Wednesday 10 October 2018

"Kindertransport" by Diane Samuels
Nottingham Playhouse.
Faith is leaving home to move into a new flat and her mother, Evelyn. is going through items in their attic, glasses, teapots, cutlery etc, to give to Faith for her new flat,when Faith decides that she doesn't really want to move out, so the mother leaves her up stairs while she goes down to sort tea out.
Whilst she has the attic to herself she starts to look in some of the other boxes, which reveals a secret that had been hidden for a long while.
Kindertransport (children's transport), gave Jewish children—and only children—safe passage to the UK. Spared the horrors of the death camps, the Jewish "Kinder" were uprooted, separated from their parents and transported to a different culture safe from the fear of the German death camps.

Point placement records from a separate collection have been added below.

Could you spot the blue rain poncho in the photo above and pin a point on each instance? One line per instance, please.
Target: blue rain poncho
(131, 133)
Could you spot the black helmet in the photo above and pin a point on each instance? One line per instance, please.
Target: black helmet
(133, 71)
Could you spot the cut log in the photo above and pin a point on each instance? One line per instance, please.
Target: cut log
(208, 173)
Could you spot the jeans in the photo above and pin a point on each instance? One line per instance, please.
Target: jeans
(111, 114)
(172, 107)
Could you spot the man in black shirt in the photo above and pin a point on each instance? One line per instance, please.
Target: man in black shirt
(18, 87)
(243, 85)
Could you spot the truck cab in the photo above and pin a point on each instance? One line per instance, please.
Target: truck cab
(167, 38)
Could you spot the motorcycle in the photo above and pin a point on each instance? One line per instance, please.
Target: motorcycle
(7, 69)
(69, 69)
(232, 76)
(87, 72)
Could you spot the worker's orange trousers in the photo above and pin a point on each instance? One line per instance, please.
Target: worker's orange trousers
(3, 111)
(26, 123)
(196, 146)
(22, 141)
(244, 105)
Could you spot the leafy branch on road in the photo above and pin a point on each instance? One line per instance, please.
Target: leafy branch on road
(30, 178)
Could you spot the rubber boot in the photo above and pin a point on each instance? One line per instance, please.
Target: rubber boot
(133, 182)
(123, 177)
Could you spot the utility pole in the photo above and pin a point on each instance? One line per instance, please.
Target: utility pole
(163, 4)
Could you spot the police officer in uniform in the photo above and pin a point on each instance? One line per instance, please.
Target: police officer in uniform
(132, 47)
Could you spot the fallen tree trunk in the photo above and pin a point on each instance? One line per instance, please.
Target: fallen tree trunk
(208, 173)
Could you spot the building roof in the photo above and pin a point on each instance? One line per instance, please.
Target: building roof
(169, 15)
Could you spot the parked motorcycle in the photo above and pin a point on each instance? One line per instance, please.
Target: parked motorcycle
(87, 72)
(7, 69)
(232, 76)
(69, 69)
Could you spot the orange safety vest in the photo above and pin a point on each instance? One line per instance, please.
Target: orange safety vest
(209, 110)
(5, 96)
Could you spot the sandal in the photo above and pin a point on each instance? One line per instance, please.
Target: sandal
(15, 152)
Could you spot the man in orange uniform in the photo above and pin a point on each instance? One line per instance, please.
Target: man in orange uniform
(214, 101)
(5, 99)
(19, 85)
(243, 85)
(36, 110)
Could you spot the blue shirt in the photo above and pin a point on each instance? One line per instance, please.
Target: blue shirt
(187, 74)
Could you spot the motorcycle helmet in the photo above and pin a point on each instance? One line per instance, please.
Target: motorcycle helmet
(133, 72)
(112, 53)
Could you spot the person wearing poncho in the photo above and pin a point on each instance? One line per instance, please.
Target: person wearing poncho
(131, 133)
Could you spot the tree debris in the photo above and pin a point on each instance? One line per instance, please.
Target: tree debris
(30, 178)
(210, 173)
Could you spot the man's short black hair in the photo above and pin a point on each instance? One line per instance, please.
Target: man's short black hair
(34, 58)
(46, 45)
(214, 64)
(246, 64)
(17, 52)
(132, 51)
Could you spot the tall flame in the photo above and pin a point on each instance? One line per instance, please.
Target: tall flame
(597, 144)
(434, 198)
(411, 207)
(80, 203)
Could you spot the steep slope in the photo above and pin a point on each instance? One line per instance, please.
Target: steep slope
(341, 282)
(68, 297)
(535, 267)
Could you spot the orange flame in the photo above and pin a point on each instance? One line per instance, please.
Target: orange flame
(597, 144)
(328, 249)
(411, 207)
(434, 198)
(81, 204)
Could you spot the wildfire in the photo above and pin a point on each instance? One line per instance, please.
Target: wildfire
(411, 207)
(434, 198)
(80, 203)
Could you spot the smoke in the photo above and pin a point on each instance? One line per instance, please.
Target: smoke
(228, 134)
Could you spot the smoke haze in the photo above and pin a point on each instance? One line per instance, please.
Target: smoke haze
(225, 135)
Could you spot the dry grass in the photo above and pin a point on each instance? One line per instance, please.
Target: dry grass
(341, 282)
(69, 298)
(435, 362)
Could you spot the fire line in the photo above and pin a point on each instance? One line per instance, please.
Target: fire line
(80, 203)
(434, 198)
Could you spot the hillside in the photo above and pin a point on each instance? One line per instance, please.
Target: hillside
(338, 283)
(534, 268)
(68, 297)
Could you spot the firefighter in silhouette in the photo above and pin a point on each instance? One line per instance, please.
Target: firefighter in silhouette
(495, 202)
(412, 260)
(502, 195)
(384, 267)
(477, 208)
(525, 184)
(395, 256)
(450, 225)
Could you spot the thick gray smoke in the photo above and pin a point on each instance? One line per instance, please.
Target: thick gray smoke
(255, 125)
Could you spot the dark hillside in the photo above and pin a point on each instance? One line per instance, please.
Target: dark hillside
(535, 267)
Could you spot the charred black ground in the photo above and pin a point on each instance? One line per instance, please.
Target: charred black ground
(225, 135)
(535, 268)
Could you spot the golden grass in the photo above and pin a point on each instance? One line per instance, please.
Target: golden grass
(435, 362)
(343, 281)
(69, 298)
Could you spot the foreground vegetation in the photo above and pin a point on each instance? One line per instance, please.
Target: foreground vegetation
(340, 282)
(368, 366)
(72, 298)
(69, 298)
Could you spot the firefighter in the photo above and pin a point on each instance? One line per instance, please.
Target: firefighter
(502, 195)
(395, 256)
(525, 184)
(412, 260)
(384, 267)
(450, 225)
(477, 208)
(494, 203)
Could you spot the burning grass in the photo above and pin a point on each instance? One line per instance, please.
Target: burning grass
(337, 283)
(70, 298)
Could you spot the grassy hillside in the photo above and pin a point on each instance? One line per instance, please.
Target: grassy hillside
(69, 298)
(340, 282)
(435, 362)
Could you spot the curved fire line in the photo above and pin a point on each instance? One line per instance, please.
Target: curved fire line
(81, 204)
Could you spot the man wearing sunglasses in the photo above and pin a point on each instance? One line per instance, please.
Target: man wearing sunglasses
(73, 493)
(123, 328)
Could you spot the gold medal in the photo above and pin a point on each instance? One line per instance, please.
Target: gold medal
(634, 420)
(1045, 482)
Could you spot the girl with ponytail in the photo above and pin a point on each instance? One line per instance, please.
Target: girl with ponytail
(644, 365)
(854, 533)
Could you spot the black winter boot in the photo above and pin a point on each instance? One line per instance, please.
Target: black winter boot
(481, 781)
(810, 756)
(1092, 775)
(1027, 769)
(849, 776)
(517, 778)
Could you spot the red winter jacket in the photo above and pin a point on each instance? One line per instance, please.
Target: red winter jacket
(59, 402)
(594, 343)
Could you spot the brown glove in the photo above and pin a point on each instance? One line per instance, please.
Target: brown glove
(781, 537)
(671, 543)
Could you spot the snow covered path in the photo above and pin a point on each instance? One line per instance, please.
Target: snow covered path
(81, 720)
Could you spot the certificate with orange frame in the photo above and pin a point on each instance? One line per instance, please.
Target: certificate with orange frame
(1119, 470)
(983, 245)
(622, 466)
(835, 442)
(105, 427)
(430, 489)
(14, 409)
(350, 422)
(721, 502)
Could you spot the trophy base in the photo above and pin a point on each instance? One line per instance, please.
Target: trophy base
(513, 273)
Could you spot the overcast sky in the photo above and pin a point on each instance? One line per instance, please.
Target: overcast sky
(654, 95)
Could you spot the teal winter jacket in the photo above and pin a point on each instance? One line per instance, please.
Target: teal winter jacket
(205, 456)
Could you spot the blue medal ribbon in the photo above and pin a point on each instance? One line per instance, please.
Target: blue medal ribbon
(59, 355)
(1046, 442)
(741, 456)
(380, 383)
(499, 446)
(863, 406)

Eva Schlesinger, daughter of Helga and Werner, is sent away to live with a foster carer, Lil, in Manchester, England, temporarily until her parents find work and move to England too.
How are these two incidents connected and what is the secret that Evelyn had kept from Faith? And who is the Ratcatcher, and why is the evil Ratcatcher connected to both Eva and Evelyn?
Cleverly written which will have you thinking throughout the play's first act, the pieces then all come together in the second act, and the demons hidden away in the attic resurface.
The cast, Denise Black (Lil), Elena Breschi (Faith), Rebecca D'Souza (Helga), Cate Hamer (Evelyn), Jenny Walser (Eve) and Patric Osborne, who plays the Ratcatcher, very much in the style of Freddy Kreuger, are all superb.
Directed by Fiona Buffini, she excels in the visual side of this play.The lighting, by Alexandra Stafford, really does paint the nightmarish Ratcatcher in a horror movie style image, in contrast to the loving and protective imagery of Lil and Evelyn.
Almost all of the stage is the attic, and there is so much to look at, as you can imagine, Lil and Evelyn have amassed many memories up there, and is instantly eye catching. the right side of the stage is given away to a bed where Helga and Eve hold their discussions before Helga sends Eve away. This design is by Madeline Girling.
You'd think that a story about a girl sent away to escape the horrors of the war may be a bit dreary or bum achingly dull. Not so my dear reader as the story is so cleverly interwoven betwixt the two families that you find yourself almost playing detective as to the connections. It is at times harrowing but it needs to be to portray what Eve and her mother went through as well as the cultural differences between the two countries and families.

"Kindertransport" is on at Nottingham Playhouse until Saturday 20th October 2018.